Professor Dr Markus Kerber, Berlin-based academic, will discuss his views on the future of the euro only a few days after the German Constitutional Court rejected his challenge against the eurozone bailouts. Professor Kerber together with the think-tank Europolis, consisting of 55 German entrepreneurs and academics, filed several constitutional complaints earlier this year against the Treaty of Lisbon, financial aid for Greece and the euro zone’s rescue mechanism, the European Financial Stability Facility (EFSF).
Professor at the Technical University of Berlin, Professor Kerber has been practicing EU competition law for over 30 years.
Professor Dr. Marcus C. Kerber, the initiator of the legal challenge against bailouts of the sinking eurozone countries, attracted nearly hundred people to the New Direction headquarters in Brussels on 21 September 2011.
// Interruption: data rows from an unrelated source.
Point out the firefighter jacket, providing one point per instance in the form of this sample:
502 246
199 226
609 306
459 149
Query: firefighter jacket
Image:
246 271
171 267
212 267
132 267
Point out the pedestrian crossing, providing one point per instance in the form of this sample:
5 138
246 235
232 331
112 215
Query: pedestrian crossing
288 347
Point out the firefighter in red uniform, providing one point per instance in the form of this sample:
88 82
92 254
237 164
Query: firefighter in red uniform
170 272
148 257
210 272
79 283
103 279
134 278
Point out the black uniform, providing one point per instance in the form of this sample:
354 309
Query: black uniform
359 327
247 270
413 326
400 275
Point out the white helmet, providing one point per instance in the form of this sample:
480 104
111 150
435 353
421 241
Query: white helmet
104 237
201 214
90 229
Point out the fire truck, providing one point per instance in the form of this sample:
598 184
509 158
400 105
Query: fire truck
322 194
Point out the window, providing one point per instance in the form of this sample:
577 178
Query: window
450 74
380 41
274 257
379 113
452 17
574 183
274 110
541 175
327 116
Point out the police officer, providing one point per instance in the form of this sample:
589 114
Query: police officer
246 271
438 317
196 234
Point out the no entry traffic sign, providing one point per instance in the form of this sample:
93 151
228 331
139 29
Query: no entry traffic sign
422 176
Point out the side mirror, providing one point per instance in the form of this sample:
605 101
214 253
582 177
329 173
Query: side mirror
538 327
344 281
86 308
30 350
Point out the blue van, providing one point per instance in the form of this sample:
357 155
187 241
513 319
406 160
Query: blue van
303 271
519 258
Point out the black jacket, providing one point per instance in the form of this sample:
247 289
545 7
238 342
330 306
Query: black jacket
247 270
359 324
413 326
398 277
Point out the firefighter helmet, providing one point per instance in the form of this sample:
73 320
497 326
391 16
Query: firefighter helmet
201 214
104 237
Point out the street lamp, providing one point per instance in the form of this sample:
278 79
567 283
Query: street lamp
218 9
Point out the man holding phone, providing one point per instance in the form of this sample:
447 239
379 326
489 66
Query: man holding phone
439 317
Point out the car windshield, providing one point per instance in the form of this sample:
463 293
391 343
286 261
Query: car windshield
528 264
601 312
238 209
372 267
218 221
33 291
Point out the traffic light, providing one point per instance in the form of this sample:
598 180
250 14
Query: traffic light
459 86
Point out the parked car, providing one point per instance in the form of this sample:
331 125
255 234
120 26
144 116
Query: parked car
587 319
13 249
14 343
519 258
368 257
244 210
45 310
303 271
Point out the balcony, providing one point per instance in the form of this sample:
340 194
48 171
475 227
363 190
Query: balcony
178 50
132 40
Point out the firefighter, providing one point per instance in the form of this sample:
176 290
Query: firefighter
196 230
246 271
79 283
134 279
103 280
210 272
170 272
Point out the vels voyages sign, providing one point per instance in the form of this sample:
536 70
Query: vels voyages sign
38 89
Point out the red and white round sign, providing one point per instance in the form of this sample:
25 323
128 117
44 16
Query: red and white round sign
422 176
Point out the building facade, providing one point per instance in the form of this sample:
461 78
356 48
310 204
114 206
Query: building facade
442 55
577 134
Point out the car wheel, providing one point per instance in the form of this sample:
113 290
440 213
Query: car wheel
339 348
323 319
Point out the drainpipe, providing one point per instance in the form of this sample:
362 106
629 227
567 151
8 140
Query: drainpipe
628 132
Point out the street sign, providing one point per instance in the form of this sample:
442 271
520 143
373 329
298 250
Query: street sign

According to Kerber, the mostly political experiment called the euro in its current form is effectively over. He strongly criticised the European Central Bank for its bond buying action, warned against inflation and questioned the sustainability of public debt in Germany, which is expected to cover most of the eurozone insolvency problems. He also called for a debate on the reshaping of the Eurozone.
“If we cannot trim the eurozone [make Greece leave] to make it survive then the only chance for the surplus countries to survive and to fight the trend of further inflating bailouts will be to leave the Eurozone,” said Kerber.